The Norman Conquests: Alan Ayckbourn Discusses The Television Adaptation

This is an extract from a larger article about The Norman Conquests for Amateur Stage in September 1978. Here he discusses his thoughts on the 1977 television adaptation of the trilogy.

The Norman Conquests & TV
As far as the TV production was concerned - I think that all my plays tend to lose something on television, because they're written for the stage. Talking to TV directors, they tell me that one of the problems is that if one is writing well for the stage (which I hope I am!), then anyone who is on the stage is important. But in TV you are always selecting: the whole art of television drama seems to me to be able to focus on the correct face at the correct moment. In my plays for the stage there are no correct faces: if, for example, you take the seating scene at dinner in Table Manners, which on the stage is a pretty high comedy spot, it goes for nothing on TV, because the director is forced to select his or her face; the joy on the stage is to sit back and watching the five or six stupid people wandering round the table, arguing and getting furious with each other - it is the whole visual impact which is wonderful. You can't shoot everything in long shot on TV - so it loses.

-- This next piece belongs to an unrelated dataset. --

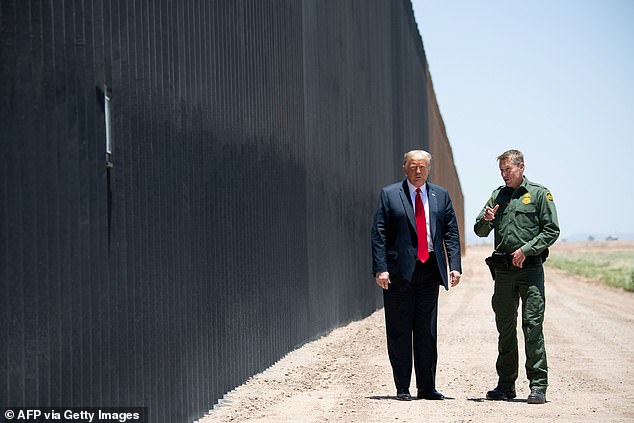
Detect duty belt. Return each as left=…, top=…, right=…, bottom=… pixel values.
left=484, top=249, right=549, bottom=281
left=489, top=251, right=543, bottom=268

Where the TV production did gain was in a kind of melancholy aspect - one saw them as rather sadder characters. Herbie Wise, who directed, said to me: "I'm not going to be able to make them as funny as on the stage, but I'll try to make the characters as true as I can. Maybe there'll be elements that will be indicated by the close-up. Annie's plight became that much more poignant." I think anyone who hasn't seen them onstage quite enjoys them on TV, but anyone who has is always disappointed. You just can't capture that shared experience with the rest of the audience.
At far as affecting future box-office is concerned, the TV production of a stage play does reach an audience that it wouldn't normally reach. When you're talking about viewing figures, you're talking in millions. But I don't think the TV audience and the average theatre audience necessarily overlaps at all. As far as a playwright is concerned TV productions do help because it means that your plays do reach a much wider audience. When one thinks of the number of productions my plays have had, and the amount of publicity, it's mainly been theatrical - so there are still vast numbers of people who know me less well (even in a town like Scarborough, where I'm always in the papers) than they would a TV playwright, because his name is in their sitting room, whereas this is theatre and therefore something different. Theatre is still a minority interest, though I think an increasingly sizeable one. I hope there's a feed-back to the theatre - for I would hate people to think that having seen
The Normans on TV they had seen The Normans. So maybe it will help wider audiences to think, "Oh, I've heard of him on TV - I'll give it a go in the theatre."